Usage of distance routines¶

Regardless of the fact that the distance subroutine names include the string ‘obs’, there is nothing specific to observations in these routines. They work to compute distances between any set of locations. The most frequent use of these routines in the filter code is to compute the distance between a single observation and items in the state vector, and also between a single observation and other nearby observations. However, any source for locations is supported.

In simpler location modules (like the oned version) there is no need for anything other than a brute force search between the base location and all available state vector locations. However in the case of large geophysical models which typically use the threed_cartesian locations code, the brute-force search time is prohibitive. The location code pre-processes all locations into a set of bins and then only needs to search the lists of locations in nearby bins when looking for locations that are within a specified distance.

The expected calling sequence of the get_close routines is as follows:

call get_close_maxdist_init()  ! is called before get_close_obs_init()
call get_close_obs_init()

call get_close_obs()           ! called many, many times

call get_close_obs_destroy()

In the threed_cartesian implementation the first routine initializes some data structures, the second one bins up the list of locations, and then the third one is called multiple times to find all locations within a given radius of some reference location, and to optionally compute the exact separation distance from the reference location.
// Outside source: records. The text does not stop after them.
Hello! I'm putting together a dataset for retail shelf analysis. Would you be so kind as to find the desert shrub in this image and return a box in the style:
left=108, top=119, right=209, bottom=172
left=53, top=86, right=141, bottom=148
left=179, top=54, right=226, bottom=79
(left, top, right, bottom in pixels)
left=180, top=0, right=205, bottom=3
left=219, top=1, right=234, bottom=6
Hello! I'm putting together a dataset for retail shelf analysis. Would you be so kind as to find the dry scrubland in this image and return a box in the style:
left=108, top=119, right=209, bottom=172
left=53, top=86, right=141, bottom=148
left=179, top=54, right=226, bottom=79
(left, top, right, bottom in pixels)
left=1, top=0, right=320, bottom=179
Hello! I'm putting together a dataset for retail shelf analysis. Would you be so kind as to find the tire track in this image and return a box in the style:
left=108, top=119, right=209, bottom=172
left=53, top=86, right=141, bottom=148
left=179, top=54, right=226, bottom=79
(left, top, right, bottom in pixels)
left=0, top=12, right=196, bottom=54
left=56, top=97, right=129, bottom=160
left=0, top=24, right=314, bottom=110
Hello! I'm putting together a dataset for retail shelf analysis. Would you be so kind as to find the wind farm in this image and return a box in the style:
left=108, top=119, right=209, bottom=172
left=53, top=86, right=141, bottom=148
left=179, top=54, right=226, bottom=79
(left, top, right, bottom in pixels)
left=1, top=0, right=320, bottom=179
The last routine deallocates the space. See the documentation below for the specific details for each routine.

All 4 of these routines must be present in every location module but in most other versions all but get_close_obs() are stubs. In this threed_cartesian version of the locations module all are fully implemented.

Interaction with model_mod.f90 code¶

The filter and other DART programs could call the get_close routines directly, but typically do not. They declare them (in a use statement) to be in the model_mod module, and all model interface modules are required to supply them. However in many cases the model_mod only needs to contain another use statement declaring them to come from the location_mod module. Thus they ‘pass through’ the model_mod but the user does not need to provide a subroutine or any code for them.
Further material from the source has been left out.